ST. MAXIMILIAN: MARTYR OF CHARITY
Since
the First Reading is a summary of Moses’ life, and the Gospel speaks
about divorce, I suggest we reflect on the saint whom we honor today.
Even though the Polish saint, Maximilian Kolbe, died three years before I
was born, I came two times in contact with him.
The first time was during one of my visits to Nagasaki in Japan when I
visited the convent which he founded and sat down on his chair at his
former working table, which is kept the way he left it after working for
six years in Japan.
The second encounter came during a pilgrimage when I went down the
basement of the brick building called Block 11 in the former
concentration camp in Auschwitz, the cell where St. Maximilian died. On
August 14, 1941, after two weeks of starvation, he was injected with
carbolic acid, which finally ended his life. Though beaten, tortured and
subjected to extra punishment because he was a priest, Kolbe constantly
encouraged his fellow prisoners to still love their enemies. A survivor
shared that he often said, “Hatred destroys; love alone creates.”

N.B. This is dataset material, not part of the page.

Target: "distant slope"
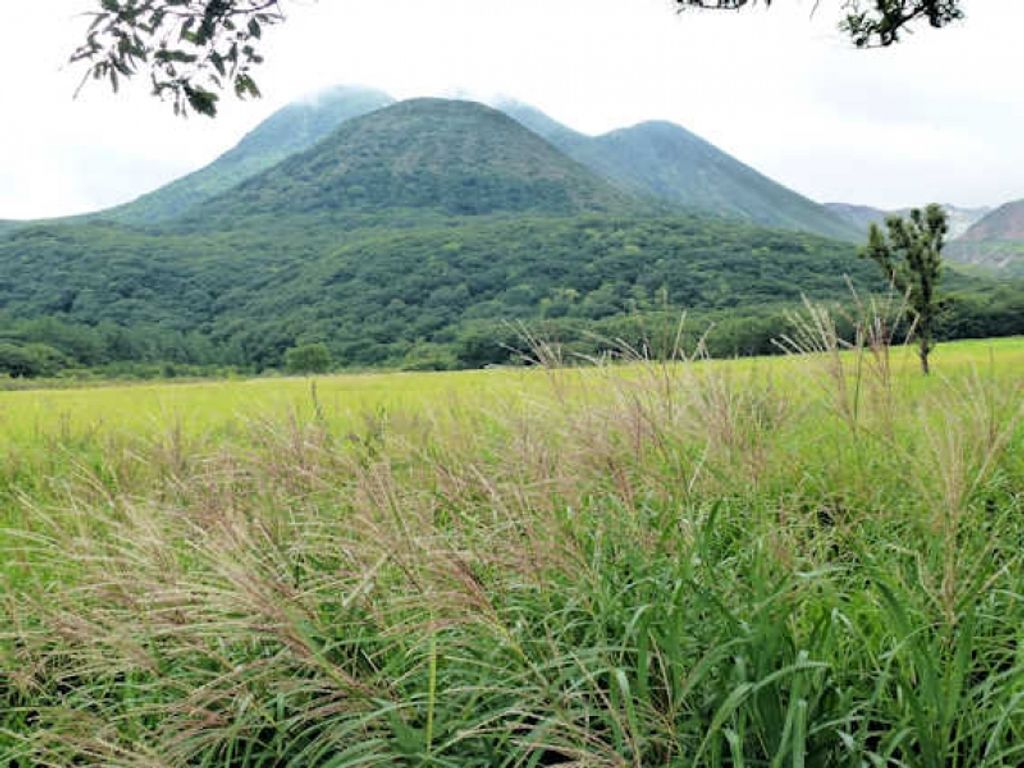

Jesus once said, “No one has greater love than this, to lay down one’s life for one’s friends.”
What is remarkable in Maximilian Kolbe is that he laid down his life
not for a friend but for a total stranger. From this point of view, a
fellow human being is never really a total stranger, since in Christ we
are brothers and sisters. How often do we forget this!
His feast day reminds us that love of enemies is truly the criterion or
the standard of our closeness to God. The kind of love that is not
limited to emotions, but also manifests itself through actions. Fr. Rudy Horst, SVD
REFLECTION QUESTION: Do you love only those who are lovable, or, as Jesus proposes, also those who are your enemies?
Lord,
I admit that I still would not be able to die for a stranger. Let me
learn from You, Lord, and be ready to sacrifice even for an enemy.